I libri possono far scattare un sentimento, ma anche essere oggetto e insieme luogo di incontro tra due cuori. L’esempio nella memoria di tutti è il poema cavalleresco che ha unito le anime di Paolo e Francesca, nell'”Inferno” di Dante, ma succede pure nel libro appena uscito di Carole Lanham “L’ora di lettura” che, complice un legame intenso è più di un romanzo: sullo sfondo del Mississippi degli Anni ’20, la protagonista Lucinda, viziatissima  rampolla di una ricca famiglia, inizia alla lettura il garzone Hadley, facendogli leggere e ricopiare i passaggi più arditi di romanzi proibiti come “Anna Karenina” e “L’amante di Lady Chatterley“.  In tema di emozioni i libri hanno effetti strabilianti a tutto campo, lo insegna “Qualcosa che somiglia al vero amore” di Cristina Petit: Clémentine il personaggio chiave, legge romanzi ai bambini in difficoltà, aiutandoli a superare le loro paure e mostrando altri mondi. Perché curare le ferite dell’anima grazie a narrativa e dintorni, sortisce effetti incredibili…”Ritratto di signora” è un balsamo per l’ansia, “Il giovane Holden” uno specchio col quale spazzare via l’angoscia, “Jane Eyre” ci insegna a superare le pene d’amore con la forza della dignità. “I miserabili” se vogliamo imparare ad essere perdonati, “L’Odissea” per affrontare un viaggio di cambiamento senza temere il ritorno. E se la guarigione non è assicurata, potremo contare su un piacevole momento d’evasione o un’occasione per riflettere.

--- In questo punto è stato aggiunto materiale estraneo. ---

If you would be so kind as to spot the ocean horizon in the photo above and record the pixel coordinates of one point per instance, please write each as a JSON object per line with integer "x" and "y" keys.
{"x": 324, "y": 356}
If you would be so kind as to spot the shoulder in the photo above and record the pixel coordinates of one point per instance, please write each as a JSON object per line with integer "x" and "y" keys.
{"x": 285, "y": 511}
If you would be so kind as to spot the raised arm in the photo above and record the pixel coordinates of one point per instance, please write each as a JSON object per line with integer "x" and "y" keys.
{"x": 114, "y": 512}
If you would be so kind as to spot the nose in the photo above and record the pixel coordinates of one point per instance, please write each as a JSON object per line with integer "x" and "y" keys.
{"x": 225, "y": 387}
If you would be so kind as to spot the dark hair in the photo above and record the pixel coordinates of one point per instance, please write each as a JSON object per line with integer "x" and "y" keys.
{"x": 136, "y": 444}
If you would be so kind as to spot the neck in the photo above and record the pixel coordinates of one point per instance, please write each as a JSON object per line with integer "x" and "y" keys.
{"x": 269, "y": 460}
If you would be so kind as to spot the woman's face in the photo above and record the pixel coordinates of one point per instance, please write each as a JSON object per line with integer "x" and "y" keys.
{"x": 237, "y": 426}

Oggi, Social Book Day, ci invita a riflettere sull’esperienza totalizzante che è la lettura.Ci sentiamo meno soli e più compresi semplicemente entrando in contatto con i personaggi di una storia. Leggere dà felicità perché è come se ci reinventassimo, catapultandoci in un’esperienza inedita e viaggiando sulla stessa lunghezza d’onda dei protagonisti. Possiamo baciare Heathcliff o sconfiggere un Nazgùl…meraviglioso, no?